XHRAW-FM
- Ciudad Miguel Alemán, Tamaulipas; Mexico;
- Frequency: 93.9 MHz
- Branding: La Mejor FM

Programming
- Format: Grupera
- Affiliations: MVS Radio

Ownership
- Owner: NRT México; (Rolando Ramiro González Treviño);

History
- First air date: November 30, 1994 (concession)
- Former call signs: XHCDL-FM (1994-98)

Technical information
- Licensing authority: CRT
- Class: A
- ERP: 2.6 kW
- HAAT: 18.2 m (60 ft)

Links
- Webcast: Listen live
- Website: lamejor.com.mx

= XHRAW-FM =

Radio station in Ciudad Miguel Alemán, Tamaulipas, Mexico

XHRAW-FM is a radio station on 93.9 FM in Ciudad Miguel Alemán, Tamaulipas, Mexico. It is owned by NRT México and carries the La Mejor FM grupera format from MVS Radio.

==History==
XHRAW received its concession on November 30, 1994 as XHCDL-FM. It was owned by María Garza Acosta. The callsign was changed to the current XHRAW-FM on March 17, 1998, and the station was sold to Rolando Ramiro González Treviño in 2000.

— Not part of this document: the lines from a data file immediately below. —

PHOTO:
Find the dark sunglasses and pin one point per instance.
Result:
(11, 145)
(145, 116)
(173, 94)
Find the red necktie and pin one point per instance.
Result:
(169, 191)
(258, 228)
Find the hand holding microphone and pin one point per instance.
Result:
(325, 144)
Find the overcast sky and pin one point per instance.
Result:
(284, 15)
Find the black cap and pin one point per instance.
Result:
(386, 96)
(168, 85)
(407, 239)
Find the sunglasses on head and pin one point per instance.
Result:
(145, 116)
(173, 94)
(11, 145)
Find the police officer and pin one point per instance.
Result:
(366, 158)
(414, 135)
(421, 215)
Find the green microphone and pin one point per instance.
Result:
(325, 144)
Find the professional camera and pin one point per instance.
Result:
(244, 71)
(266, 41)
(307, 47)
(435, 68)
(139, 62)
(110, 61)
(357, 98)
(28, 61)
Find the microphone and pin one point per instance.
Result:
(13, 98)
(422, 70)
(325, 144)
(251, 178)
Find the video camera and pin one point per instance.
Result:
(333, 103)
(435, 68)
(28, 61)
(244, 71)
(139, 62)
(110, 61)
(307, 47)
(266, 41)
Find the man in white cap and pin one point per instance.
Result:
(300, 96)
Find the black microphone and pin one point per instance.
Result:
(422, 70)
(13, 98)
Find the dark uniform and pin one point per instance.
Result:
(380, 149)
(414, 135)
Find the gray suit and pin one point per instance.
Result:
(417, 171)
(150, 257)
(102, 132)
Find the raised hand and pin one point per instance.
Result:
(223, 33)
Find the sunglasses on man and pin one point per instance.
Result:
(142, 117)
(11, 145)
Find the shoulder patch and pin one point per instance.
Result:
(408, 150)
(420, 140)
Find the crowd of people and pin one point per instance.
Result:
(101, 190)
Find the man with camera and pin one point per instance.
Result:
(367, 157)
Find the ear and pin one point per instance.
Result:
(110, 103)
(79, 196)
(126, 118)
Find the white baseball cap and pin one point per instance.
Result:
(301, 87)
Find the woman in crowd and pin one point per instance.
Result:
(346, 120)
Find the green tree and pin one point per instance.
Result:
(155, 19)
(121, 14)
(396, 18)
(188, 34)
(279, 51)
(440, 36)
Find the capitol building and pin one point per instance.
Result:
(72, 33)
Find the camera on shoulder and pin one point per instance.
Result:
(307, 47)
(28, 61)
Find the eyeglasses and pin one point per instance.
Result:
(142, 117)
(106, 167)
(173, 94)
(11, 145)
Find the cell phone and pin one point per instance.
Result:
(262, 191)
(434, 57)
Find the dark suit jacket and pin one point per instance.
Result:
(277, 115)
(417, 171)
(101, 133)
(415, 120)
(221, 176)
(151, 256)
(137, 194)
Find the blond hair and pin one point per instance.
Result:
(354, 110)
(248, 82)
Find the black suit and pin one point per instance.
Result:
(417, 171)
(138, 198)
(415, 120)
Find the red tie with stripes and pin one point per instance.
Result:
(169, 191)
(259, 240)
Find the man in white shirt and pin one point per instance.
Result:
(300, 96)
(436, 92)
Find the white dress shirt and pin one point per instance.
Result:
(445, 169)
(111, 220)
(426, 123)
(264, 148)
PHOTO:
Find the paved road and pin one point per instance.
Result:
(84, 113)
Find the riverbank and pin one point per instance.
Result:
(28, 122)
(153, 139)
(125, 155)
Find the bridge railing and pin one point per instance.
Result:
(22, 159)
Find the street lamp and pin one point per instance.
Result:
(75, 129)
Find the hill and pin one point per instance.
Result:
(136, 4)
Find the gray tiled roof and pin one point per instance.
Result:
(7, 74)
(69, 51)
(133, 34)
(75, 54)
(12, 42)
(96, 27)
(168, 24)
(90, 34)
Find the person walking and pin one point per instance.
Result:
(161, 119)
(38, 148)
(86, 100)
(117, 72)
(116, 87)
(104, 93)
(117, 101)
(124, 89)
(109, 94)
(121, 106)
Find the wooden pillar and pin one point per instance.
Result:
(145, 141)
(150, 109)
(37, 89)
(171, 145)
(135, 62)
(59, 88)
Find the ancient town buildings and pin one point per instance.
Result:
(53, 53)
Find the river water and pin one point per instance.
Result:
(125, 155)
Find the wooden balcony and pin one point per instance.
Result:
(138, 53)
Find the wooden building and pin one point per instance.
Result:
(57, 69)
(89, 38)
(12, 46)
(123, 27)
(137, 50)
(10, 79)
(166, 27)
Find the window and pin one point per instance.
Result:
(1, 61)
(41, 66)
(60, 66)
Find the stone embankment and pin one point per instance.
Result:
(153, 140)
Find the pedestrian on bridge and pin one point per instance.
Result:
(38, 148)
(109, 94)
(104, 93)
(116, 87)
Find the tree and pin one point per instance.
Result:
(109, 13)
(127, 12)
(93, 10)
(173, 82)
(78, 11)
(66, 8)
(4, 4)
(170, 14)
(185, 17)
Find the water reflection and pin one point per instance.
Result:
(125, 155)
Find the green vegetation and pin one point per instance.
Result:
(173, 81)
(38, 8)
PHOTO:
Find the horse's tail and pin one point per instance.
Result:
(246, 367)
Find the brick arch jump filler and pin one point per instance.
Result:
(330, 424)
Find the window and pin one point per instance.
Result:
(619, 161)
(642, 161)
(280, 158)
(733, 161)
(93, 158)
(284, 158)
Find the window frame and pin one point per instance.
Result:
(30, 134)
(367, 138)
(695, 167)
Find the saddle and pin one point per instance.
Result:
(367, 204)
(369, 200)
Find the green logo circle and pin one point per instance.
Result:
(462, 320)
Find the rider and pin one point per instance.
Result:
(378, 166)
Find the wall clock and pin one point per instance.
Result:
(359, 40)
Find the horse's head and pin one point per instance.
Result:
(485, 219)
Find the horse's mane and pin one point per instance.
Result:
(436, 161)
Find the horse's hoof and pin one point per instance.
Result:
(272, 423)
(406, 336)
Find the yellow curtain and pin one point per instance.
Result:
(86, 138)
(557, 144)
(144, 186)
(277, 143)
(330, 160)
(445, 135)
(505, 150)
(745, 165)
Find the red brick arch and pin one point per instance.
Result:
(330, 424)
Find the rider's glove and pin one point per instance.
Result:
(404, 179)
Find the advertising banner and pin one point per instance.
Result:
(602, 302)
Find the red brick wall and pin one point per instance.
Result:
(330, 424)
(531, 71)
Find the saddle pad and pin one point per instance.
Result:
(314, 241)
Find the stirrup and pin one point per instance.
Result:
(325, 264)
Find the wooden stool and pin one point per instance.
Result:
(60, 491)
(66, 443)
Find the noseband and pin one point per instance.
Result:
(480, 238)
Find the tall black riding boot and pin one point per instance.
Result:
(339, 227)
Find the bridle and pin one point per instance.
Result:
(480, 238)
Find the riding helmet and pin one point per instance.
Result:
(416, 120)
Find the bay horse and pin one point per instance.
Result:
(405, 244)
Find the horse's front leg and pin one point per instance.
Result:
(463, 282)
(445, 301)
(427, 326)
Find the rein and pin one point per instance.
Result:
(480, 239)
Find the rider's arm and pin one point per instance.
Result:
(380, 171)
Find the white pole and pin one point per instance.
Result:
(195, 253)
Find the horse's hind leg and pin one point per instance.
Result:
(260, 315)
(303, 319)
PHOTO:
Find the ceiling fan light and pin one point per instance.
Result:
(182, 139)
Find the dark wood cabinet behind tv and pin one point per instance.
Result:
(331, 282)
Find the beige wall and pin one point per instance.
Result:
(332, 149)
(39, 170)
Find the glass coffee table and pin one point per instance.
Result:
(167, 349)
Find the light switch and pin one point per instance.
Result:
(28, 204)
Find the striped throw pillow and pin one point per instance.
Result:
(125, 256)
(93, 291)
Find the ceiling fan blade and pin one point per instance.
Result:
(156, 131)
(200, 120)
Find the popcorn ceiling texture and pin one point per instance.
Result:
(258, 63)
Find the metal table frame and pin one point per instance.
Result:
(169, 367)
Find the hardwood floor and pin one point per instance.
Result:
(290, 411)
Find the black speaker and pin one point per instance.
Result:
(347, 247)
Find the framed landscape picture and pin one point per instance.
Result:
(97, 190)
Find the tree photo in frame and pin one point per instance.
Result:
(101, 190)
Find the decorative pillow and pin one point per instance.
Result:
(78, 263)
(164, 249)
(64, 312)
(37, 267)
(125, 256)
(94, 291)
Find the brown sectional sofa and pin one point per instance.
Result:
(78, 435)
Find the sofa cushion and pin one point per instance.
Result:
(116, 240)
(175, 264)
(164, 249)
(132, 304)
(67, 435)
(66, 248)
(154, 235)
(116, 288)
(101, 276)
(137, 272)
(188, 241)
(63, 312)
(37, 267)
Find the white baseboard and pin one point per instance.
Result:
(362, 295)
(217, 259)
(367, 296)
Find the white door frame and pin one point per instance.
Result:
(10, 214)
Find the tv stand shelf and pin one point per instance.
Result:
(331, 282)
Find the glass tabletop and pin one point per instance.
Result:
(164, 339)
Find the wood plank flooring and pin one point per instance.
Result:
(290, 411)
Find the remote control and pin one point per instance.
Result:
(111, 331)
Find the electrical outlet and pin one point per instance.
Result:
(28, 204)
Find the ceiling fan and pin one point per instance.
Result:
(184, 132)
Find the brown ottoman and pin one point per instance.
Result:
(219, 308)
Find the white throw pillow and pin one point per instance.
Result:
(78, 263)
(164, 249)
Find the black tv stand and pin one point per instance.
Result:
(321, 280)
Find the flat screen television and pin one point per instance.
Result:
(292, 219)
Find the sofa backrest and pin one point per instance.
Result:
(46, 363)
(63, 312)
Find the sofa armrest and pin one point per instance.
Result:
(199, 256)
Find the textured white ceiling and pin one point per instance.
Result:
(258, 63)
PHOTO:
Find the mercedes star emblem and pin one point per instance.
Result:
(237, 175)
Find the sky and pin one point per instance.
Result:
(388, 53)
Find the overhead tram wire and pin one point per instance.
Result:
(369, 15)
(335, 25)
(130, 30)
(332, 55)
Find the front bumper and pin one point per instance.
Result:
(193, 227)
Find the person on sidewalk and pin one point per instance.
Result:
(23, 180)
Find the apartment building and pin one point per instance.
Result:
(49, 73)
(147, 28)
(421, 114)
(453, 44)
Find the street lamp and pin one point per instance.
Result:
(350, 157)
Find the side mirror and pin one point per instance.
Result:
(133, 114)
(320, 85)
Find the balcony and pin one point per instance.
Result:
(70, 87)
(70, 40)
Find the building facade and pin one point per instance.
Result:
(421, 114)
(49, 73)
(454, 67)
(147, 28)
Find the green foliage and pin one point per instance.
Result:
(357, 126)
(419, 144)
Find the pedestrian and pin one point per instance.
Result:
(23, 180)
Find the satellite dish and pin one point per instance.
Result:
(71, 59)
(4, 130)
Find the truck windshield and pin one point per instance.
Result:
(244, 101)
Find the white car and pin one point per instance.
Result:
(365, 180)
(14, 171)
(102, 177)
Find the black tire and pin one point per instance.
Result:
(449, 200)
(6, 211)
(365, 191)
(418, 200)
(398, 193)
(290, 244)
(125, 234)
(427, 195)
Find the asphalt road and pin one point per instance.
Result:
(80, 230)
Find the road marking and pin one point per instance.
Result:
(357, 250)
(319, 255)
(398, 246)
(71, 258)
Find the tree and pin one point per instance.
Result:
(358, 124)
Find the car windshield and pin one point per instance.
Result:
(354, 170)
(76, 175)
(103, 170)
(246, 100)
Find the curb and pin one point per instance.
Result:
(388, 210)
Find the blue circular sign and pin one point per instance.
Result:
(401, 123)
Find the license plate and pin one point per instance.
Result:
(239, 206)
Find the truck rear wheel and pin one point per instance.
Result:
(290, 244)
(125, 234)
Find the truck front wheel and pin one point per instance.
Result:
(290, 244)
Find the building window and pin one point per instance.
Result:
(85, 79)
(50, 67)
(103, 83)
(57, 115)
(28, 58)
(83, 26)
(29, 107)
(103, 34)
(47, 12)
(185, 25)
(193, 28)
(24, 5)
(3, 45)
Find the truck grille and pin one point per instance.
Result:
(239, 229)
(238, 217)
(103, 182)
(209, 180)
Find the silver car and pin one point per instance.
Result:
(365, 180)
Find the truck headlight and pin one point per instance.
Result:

In 2017, operation of XHRAW was transferred from Grupo AS Comunicación, a regional Radiorama component, to Grupo Larsa Comunicaciones, which immediately instituted the Toño adult hits format, replacing the longtime La Poderosa imaging. That only lasted several months before Larsa ceased operating the station, with XHRAW flipped to Fiesta Mexicana on February 20, 2018.

NRT took over operations itself in 2020. In November 2021, XHRAW adopted the La Mejor grupera format from MVS Radio.